昨年10月末の追加緩和も当初は「無風」と思われていた。黒田総裁が直前の参院委員会で、「物価目標に向けた道筋は順調」と繰り返したからだ。市場は予想できず、結果的に大幅な円安・株高を招いた。
モルガン・スタンレーMUFG証券の山口毅氏は7日のリポートで「一部の投資家は黒田総裁のシグナルを額面通りに受け取らず『今度こそだまされない』との姿勢で追加緩和を織り込んでいる」と分析した。
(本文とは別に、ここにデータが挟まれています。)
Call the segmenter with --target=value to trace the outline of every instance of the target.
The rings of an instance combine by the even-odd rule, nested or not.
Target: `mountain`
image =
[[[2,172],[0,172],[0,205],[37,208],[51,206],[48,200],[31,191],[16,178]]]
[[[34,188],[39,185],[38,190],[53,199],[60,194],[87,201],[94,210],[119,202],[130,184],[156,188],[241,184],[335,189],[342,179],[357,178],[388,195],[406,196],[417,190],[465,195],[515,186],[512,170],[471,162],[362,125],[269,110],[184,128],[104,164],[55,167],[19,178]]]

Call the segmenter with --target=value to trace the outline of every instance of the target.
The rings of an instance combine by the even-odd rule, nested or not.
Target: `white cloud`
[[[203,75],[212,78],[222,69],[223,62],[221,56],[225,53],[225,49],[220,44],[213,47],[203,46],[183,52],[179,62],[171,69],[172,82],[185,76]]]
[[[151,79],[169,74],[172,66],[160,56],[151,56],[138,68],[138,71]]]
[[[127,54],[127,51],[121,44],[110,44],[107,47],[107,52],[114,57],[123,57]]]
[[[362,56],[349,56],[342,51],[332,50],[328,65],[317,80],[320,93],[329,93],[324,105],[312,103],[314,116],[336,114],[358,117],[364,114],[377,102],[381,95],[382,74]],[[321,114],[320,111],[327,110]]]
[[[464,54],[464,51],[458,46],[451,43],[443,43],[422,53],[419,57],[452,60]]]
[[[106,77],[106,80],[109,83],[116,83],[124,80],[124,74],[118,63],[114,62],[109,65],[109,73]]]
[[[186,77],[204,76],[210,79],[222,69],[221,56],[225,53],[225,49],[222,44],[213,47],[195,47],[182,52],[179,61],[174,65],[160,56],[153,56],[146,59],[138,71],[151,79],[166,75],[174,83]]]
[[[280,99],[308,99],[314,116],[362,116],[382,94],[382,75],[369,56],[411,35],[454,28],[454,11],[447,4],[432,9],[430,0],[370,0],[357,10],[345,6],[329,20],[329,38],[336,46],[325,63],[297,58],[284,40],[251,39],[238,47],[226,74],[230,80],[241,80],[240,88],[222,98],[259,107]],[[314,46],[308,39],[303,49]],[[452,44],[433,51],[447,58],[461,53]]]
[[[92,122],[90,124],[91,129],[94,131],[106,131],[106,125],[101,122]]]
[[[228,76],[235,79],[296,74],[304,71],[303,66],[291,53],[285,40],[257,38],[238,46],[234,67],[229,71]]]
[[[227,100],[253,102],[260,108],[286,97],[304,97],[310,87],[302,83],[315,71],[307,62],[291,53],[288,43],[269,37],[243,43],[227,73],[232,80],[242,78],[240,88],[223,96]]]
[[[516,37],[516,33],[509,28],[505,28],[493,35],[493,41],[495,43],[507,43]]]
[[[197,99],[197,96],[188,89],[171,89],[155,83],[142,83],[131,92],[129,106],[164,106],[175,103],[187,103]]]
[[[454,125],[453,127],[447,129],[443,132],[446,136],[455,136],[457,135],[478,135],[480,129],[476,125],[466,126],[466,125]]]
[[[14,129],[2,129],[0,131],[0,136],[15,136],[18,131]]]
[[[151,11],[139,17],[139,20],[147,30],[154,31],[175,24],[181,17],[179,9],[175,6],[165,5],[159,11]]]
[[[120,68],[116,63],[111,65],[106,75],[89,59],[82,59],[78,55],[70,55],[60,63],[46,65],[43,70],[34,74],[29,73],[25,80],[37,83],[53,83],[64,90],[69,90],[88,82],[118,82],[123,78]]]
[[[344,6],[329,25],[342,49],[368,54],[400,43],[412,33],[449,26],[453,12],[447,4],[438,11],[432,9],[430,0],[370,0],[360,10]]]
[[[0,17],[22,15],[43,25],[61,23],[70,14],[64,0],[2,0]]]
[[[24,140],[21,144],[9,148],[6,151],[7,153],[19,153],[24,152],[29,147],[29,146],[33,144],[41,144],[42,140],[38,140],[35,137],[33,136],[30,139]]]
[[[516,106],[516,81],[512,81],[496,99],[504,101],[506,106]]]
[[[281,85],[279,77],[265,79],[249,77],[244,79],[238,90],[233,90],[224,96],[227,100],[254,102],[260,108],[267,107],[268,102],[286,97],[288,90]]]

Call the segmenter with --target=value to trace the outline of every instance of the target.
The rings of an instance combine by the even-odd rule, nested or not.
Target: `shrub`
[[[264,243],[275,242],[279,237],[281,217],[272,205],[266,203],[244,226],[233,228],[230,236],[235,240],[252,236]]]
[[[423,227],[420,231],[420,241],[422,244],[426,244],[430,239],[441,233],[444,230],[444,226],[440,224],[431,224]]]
1年ぶりの追加緩和期待が盛り上がるのは、金融市場にリスクオフ(回避)ムードが広がっているという背景もある。
6月に2万0952円の年初来高値をつけた日経平均株価は今夏、米利上げを見据えた新興国からの資金流出懸念や中国景気不安を受けて急落。9月末には約8カ月半ぶりに1万7000円を割り込んだ。
ただ、ECBの追加緩和方針を受け、23日には円安・株高が進んだ。金融市場を盛り上げるため、追加緩和を求める日銀への圧力は増しているが、「物価高を招く追加緩和は家計や中小企業を苦しめ、政治的にネガティブだ」という声もささやかれる。
麻生太郎財務相は23日の閣議後記者会見で、「金融でできる範囲は限られている」と述べ、現時点で追加緩和の必要性は低いとの認識を示した。